You left out a very important qualifier here: observable states must be eigenstates of the operator corresponding to the observable. So the reason we only observe cats that are alive or dead is that the physical process we use to observe cats realizes an operator that has |ALIVE> and |DEAD> as its eigenstates.

But it's perfectly possible in principle that there is some *other* physical process that we could use to interact with cats, which realizes an operator with different eigenstates, say (1/sqrt(2))(|ALIVE> + |DEAD>) and (1/sqrt(2))(|ALIVE> - |DEAD>). If we could construct a cat-observing device that realized this operator, then it would observe cats in what we ordinarily call superpositions of being alive and being dead. But with respect to this other operator, those states would *not* be superpositions; they would be eigenstates.

17. Sep 2, 2014

### nikkkom

At a risk of starting to build my own interpretation, I'd say that it's possible that the reality is a|ALIVE>|sees alive> + b|DEAD>|sees dead>.
QM has linear superpositions as a valid solutions exactly because parts of linear superposition do not "feel" each other.
The quantum system "you" which "sees a dead cat" can't know that there is also a quantum system "you" which "sees a living cat", and the full reality is a linear superposition of these.

A "Big box with (scientist and small box with cat)" situation seems to be easier to explain if we postulate that both versions of scientist are "real". We don't think that scientist sees a definite state of the cat *before* we ask the scientist what he sees, right?

18. Sep 2, 2014

### Staff: Mentor

You don't need to build your own interpretation; this is just the MWI.
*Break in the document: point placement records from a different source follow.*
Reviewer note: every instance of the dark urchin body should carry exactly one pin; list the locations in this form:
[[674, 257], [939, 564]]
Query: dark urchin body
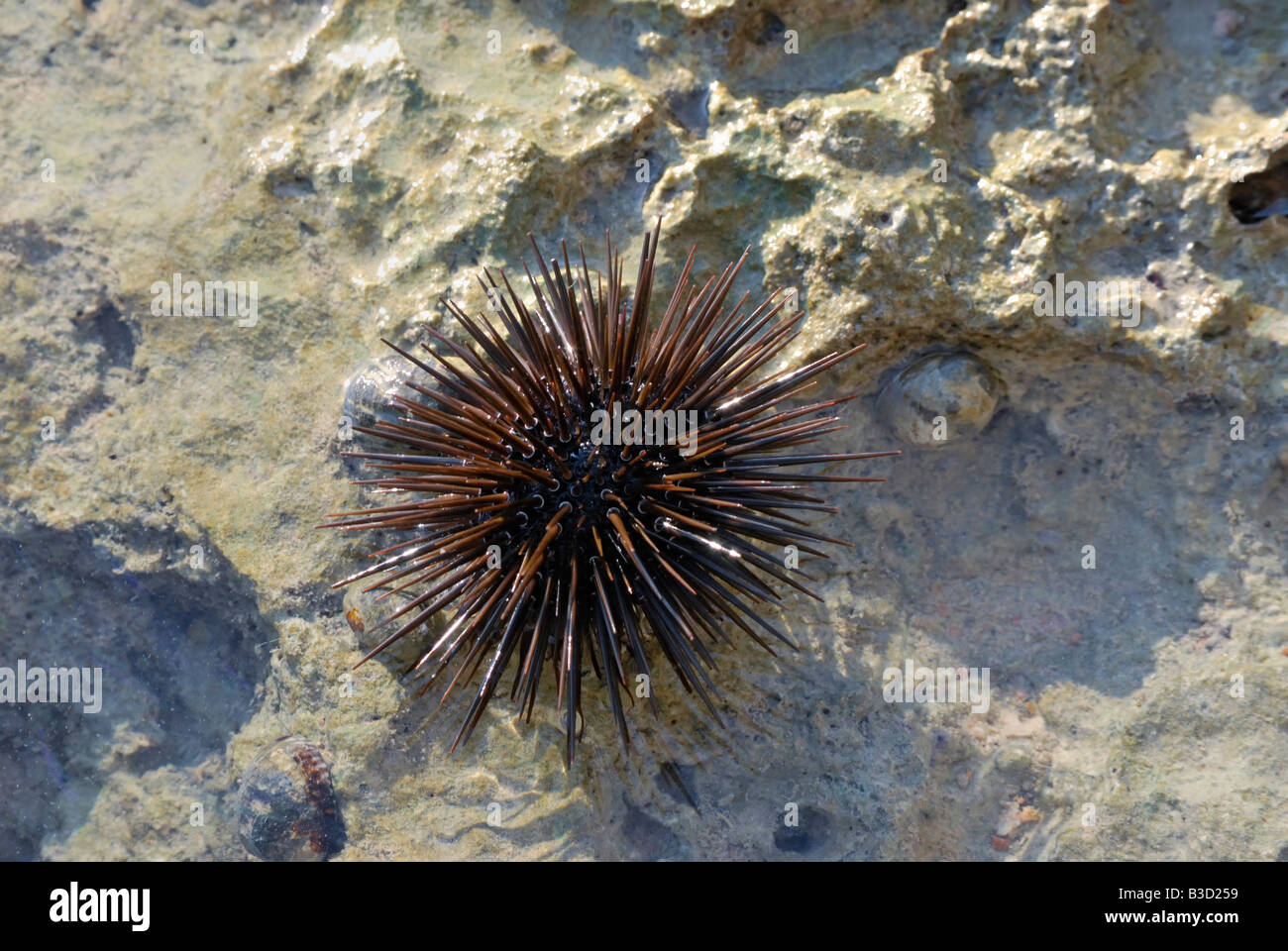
[[553, 547]]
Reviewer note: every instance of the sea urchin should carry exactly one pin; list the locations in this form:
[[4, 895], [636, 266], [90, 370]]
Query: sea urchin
[[584, 483]]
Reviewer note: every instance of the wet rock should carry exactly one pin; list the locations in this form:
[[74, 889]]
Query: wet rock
[[807, 835]]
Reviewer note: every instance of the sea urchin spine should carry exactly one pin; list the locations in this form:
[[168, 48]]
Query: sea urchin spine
[[561, 538]]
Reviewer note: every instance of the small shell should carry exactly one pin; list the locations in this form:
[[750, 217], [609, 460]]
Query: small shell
[[940, 397], [369, 398], [286, 809], [370, 390]]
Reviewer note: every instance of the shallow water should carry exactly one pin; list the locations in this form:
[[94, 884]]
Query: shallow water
[[1108, 545]]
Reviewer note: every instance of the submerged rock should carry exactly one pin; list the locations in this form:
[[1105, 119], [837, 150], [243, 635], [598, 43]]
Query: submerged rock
[[286, 808]]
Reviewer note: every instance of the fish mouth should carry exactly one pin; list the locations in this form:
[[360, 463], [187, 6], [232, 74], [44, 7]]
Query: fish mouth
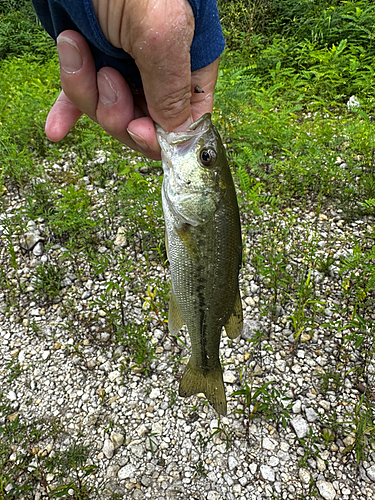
[[194, 130]]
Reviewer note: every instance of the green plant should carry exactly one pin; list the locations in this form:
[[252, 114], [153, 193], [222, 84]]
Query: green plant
[[47, 280], [265, 400]]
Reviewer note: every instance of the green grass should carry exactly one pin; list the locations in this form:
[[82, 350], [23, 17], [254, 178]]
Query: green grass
[[281, 106]]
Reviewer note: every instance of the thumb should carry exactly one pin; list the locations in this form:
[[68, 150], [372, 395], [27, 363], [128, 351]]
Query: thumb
[[162, 54]]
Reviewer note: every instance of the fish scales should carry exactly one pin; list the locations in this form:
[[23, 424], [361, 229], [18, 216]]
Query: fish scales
[[203, 237]]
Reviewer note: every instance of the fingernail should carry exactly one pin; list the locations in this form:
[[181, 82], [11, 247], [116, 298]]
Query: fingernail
[[138, 140], [70, 56], [107, 92]]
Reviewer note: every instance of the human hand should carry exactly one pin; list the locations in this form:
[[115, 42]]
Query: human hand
[[158, 35]]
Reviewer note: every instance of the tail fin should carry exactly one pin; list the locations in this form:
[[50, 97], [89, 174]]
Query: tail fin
[[211, 384]]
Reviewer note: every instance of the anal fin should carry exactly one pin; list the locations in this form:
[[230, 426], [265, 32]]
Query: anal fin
[[235, 322], [175, 319]]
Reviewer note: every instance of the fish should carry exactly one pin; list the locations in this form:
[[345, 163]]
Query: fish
[[204, 249]]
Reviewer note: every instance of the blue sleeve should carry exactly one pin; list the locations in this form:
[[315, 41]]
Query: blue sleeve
[[60, 15]]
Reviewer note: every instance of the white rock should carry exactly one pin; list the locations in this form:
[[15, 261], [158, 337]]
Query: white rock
[[320, 464], [232, 462], [296, 408], [253, 467], [108, 448], [304, 476], [311, 415], [113, 375], [38, 249], [12, 396], [300, 426], [250, 327], [267, 473], [280, 365], [142, 430], [273, 461], [326, 489], [155, 393], [268, 444], [120, 240], [371, 473], [229, 377], [349, 440], [117, 439], [126, 472], [213, 495], [157, 429]]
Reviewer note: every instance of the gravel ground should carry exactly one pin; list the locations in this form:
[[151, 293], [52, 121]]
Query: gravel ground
[[147, 442]]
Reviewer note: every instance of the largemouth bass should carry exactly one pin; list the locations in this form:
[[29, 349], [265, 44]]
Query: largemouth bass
[[203, 240]]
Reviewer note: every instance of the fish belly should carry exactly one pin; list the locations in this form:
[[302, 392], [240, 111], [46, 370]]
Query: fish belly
[[204, 263]]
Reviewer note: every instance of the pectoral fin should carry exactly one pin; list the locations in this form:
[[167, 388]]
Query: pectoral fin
[[166, 244], [188, 240], [235, 322], [175, 319]]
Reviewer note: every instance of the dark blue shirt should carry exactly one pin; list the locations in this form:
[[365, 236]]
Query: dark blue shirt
[[78, 15]]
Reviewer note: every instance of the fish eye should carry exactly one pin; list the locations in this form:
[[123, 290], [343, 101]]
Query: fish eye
[[207, 157]]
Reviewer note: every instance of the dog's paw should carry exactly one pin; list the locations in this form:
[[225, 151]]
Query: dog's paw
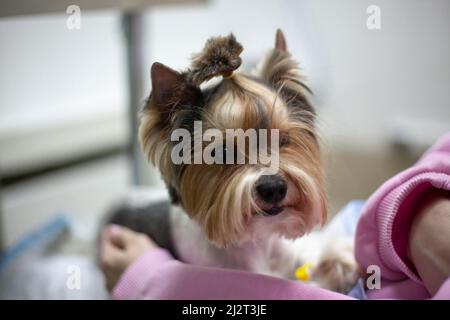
[[337, 269]]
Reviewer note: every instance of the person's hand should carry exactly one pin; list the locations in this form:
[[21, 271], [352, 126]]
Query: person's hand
[[120, 247], [429, 241]]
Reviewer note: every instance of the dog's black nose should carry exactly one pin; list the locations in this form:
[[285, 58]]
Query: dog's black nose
[[271, 188]]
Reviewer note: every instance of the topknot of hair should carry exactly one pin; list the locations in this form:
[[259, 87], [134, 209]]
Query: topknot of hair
[[219, 57]]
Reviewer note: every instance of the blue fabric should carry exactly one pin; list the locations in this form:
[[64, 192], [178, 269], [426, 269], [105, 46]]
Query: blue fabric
[[49, 230]]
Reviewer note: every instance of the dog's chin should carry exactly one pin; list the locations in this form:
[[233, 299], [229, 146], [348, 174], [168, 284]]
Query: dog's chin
[[289, 223]]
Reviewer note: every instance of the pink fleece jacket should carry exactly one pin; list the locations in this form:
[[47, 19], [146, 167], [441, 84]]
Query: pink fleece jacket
[[381, 239]]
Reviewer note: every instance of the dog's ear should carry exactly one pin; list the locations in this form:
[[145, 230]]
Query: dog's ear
[[171, 91], [164, 82], [281, 72], [280, 41]]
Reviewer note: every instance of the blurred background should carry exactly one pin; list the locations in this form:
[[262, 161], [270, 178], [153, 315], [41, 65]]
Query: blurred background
[[68, 96]]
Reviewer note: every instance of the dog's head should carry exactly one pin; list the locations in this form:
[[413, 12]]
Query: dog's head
[[236, 202]]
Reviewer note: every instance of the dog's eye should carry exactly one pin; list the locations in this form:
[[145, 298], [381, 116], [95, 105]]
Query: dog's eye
[[284, 140], [226, 151]]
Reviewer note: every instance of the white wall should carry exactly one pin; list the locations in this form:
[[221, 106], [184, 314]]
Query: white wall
[[367, 83]]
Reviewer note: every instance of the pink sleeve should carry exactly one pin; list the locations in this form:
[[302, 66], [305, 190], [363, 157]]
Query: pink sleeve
[[156, 275], [383, 229]]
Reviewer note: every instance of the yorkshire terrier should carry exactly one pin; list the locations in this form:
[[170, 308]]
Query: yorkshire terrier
[[238, 215]]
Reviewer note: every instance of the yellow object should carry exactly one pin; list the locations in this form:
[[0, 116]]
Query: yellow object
[[304, 272]]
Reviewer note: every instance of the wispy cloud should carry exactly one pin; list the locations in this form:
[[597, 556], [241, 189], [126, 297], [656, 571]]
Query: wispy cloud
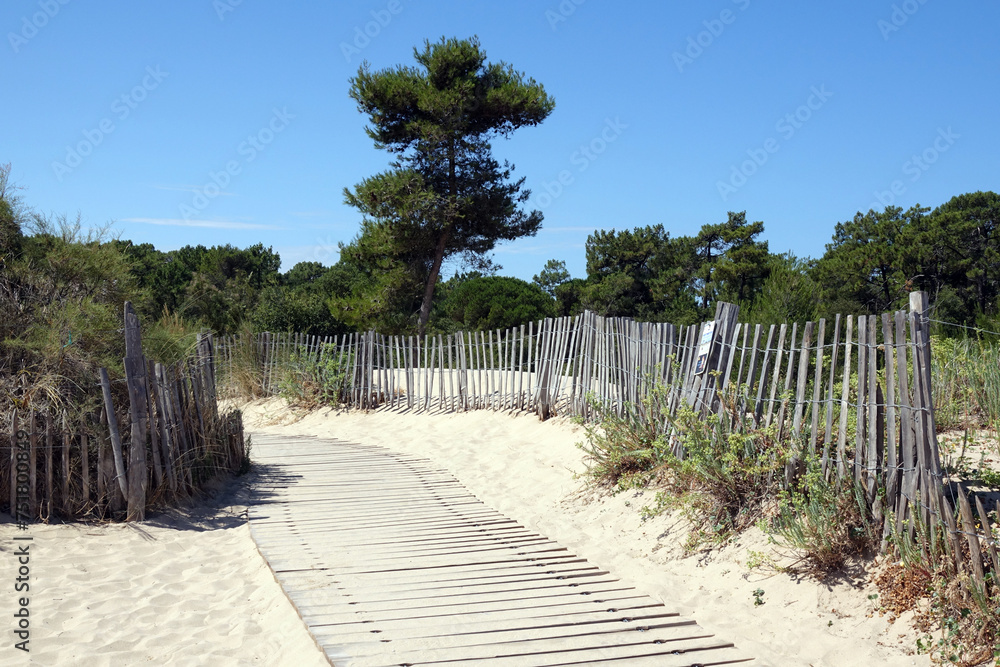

If we are modeling the scientist and the cat as both being "in the box", and our asking the scientist what he sees is what "opens the box", then that just pushes the question up a level: how do we model *our* state on interacting with the scientist? Asking the scientist what he sees just puts *us* into a superposition of hearing the scientist respond "I see a live cat" and hearing the scientist respond "I see a dead cat". (At least, it does if you believe the MWI.)

19. Sep 2, 2014

### nikkkom

While we are at it, can someone tell me which part of QM math says that observables are always eigenstates? This is a part which is less clear to me than the part where QM says that linear superpositions of solutions are solutions too.